Trial begins for alleged ringleaders of German far-right coup conspiracy

The trial of the alleged leaders of a suspected far-right plot to overthrow the German government is set to begin in Frankfurt on Tuesday. This high-profile trial has captured the attention of the nation since it first came to light in late 2022.

Nine defendants will appear before judges at a dedicated temporary courthouse, constructed to handle the considerable volume of defendants, legal representatives, and media involved in the case. The trial, which is anticipated to continue until at least 2025, will see approximately 260 witnesses testifying. This trial is part of a series of three interconnected trials, involving over two dozen suspects in total.


The alleged plot involves several high-profile suspects, including Heinrich XIII Prince Reuss, whom the group purportedly aimed to install as Germany’s interim leader. Other defendants implicated in the case are Birgit Malsack-Winkemann, a judge and former lawmaker affiliated with the far-right Alternative for Germany party, as well as former German military officers.

Most of the individuals are facing charges for being part of a terrorist organization that was established in July 2021. The organization’s objective was to forcefully overthrow the current state order in Germany. Additionally, they are accused of preparing for a treasonous act. Reuss, along with another suspect who is a former paratrooper, is believed to have played key roles as leaders within the group.

The accused, according to prosecutors, held strong beliefs in a collection of conspiracy myths, which included Reich Citizens and QAnon ideology. They were firmly convinced that Germany is under the control of a “deep state.” The Reich Citizens movement followers reject Germany’s postwar constitution and have been advocating for the overthrow of the government. QAnon, on the other hand, is a worldwide conspiracy theory originating from the United States.


According to prosecutors, the group had planned to forcefully enter the parliament building in Berlin and apprehend lawmakers. Their alleged aim was to engage in negotiations for a post-coup arrangement, with Russia being one of the primary countries involved due to their status as an allied victor of World War II.

The alleged plotters reportedly had a funding of around 500,000 euros ($543,000) and had access to an arsenal that included 380 firearms and nearly 350 weapons suitable for stabbing. They also possessed equipment such as bulletproof vests and handcuffs. According to federal prosecutors, the group had prepared multiple “lists of enemies” to be targeted during their planned takeover of regional and local authorities. It is stated that the members of the group were fully aware that the seizure of power would involve the killing of individuals.

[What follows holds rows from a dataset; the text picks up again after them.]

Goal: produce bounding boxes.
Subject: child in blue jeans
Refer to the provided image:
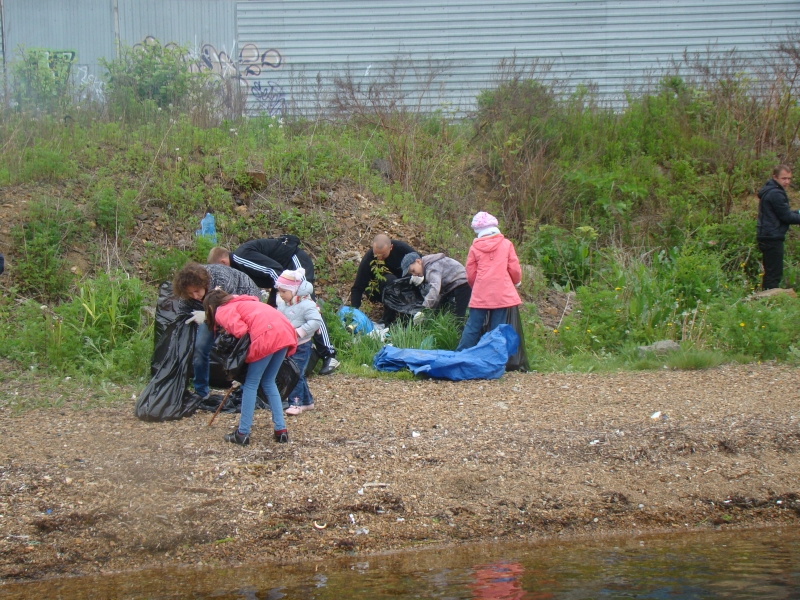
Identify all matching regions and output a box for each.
[275,268,324,414]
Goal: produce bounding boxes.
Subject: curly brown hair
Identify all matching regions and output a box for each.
[172,262,210,300]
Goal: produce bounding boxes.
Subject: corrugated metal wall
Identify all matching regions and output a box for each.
[237,0,799,117]
[2,0,798,115]
[118,0,236,60]
[4,0,115,90]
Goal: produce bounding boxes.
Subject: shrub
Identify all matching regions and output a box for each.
[93,186,137,237]
[10,198,83,300]
[10,47,75,111]
[102,40,210,119]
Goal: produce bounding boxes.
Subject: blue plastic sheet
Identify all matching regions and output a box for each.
[373,324,519,380]
[337,306,374,334]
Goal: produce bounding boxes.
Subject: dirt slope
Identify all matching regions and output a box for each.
[1,362,798,581]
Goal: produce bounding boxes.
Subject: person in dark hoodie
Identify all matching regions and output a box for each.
[757,165,799,289]
[400,252,471,323]
[350,234,416,325]
[208,237,339,375]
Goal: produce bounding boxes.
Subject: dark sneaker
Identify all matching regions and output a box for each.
[273,429,289,444]
[319,356,340,375]
[224,430,250,446]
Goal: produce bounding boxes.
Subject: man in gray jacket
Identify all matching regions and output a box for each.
[401,252,471,322]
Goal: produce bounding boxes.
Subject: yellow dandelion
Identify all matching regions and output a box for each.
[587,329,592,333]
[615,287,621,291]
[565,326,570,330]
[553,329,559,334]
[739,322,745,327]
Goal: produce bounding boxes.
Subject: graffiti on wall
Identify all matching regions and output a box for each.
[75,65,105,101]
[134,36,285,117]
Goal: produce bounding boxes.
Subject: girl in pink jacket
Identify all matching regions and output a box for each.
[455,212,522,351]
[204,290,297,445]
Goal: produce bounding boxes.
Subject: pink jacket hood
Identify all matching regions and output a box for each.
[214,296,297,363]
[465,234,522,309]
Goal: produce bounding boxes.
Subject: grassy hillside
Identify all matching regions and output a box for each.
[2,36,800,395]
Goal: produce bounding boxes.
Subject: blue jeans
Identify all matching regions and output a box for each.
[456,307,508,351]
[238,347,289,435]
[287,341,314,407]
[192,322,216,398]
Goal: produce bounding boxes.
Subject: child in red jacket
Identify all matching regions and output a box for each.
[456,212,522,351]
[203,290,297,445]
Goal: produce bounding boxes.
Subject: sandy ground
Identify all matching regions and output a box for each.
[1,363,799,582]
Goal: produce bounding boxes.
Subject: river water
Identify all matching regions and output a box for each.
[1,527,798,599]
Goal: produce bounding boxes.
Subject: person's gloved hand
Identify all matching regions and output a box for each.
[185,310,206,325]
[515,281,522,288]
[295,327,306,339]
[413,311,425,325]
[410,275,424,286]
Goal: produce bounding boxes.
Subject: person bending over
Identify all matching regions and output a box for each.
[203,289,297,445]
[172,262,262,402]
[350,234,416,325]
[400,252,471,324]
[208,237,339,375]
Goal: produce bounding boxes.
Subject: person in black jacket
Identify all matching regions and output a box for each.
[0,252,4,275]
[757,165,799,289]
[208,236,339,375]
[350,234,416,325]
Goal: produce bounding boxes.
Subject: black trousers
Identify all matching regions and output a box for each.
[439,283,472,319]
[758,239,784,290]
[370,274,399,325]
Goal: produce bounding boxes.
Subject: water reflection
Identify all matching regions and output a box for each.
[1,527,797,599]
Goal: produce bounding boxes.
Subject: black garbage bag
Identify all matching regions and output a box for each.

In 2022, Reuss attempted to reach out to Russian officials in order to gain their support for the plan. It remains uncertain whether Russia responded to these efforts, as stated by prosecutors.

A Russian woman, among the defendants in Frankfurt, stands accused of supporting a terrorist organization. One of the alleged ways she aided the group was by setting up a contact with the Russian consulate in Leipzig and accompanying Reuss to the consulate.


The Frankfurt trial, which is the most well-known, is the second out of three trials that are centred on the plot to open. These trials include a total of 26 suspects, originally it was 27 but unfortunately, one of the charged individuals in Frankfurt passed away before the trial.

The trial in Stuttgart, which started in late April, is currently centered on the “military arm” of the plot. Prosecutors argue that this group was responsible for carrying out the plans devised by the alleged leaders.

The remaining eight suspects will face trial in Munich, starting on June 18th.


Authorities in Germany have been sounding the alarm about the significant threat posed by far-right extremists to the country’s domestic security. This concern was further validated when a series of arrests were made in December 2022, unveiling an alleged coup plot. The apprehensions shed light on the gravity of the situation and highlight the urgent need to address this issue effectively.

In 2019, a regional politician was killed, and a synagogue was targeted in a violent incident, underscoring the ongoing threat posed by extremists. A year later, during a protest against pandemic restrictions, far-right extremists attempted to breach the parliament building in Berlin, but were ultimately unsuccessful.

Five individuals stood trial in Koblenz one year ago for their involvement in an alleged conspiracy orchestrated by a group known as United Patriots, which authorities claim is associated with the Reich Citizens movement. The group had planned to carry out a far-right coup and abduct Germany’s health minister.

Mass protests against the rise of the far-right were sparked in January when a report revealed that extremists had convened to discuss the deportation of millions of immigrants, including those with German citizenship.

According to reports, certain individuals from Alternative for Germany were present at the meeting. The party, which has gained significant popularity in recent times, made efforts to disassociate itself from the event while also criticizing the way it was portrayed in the media.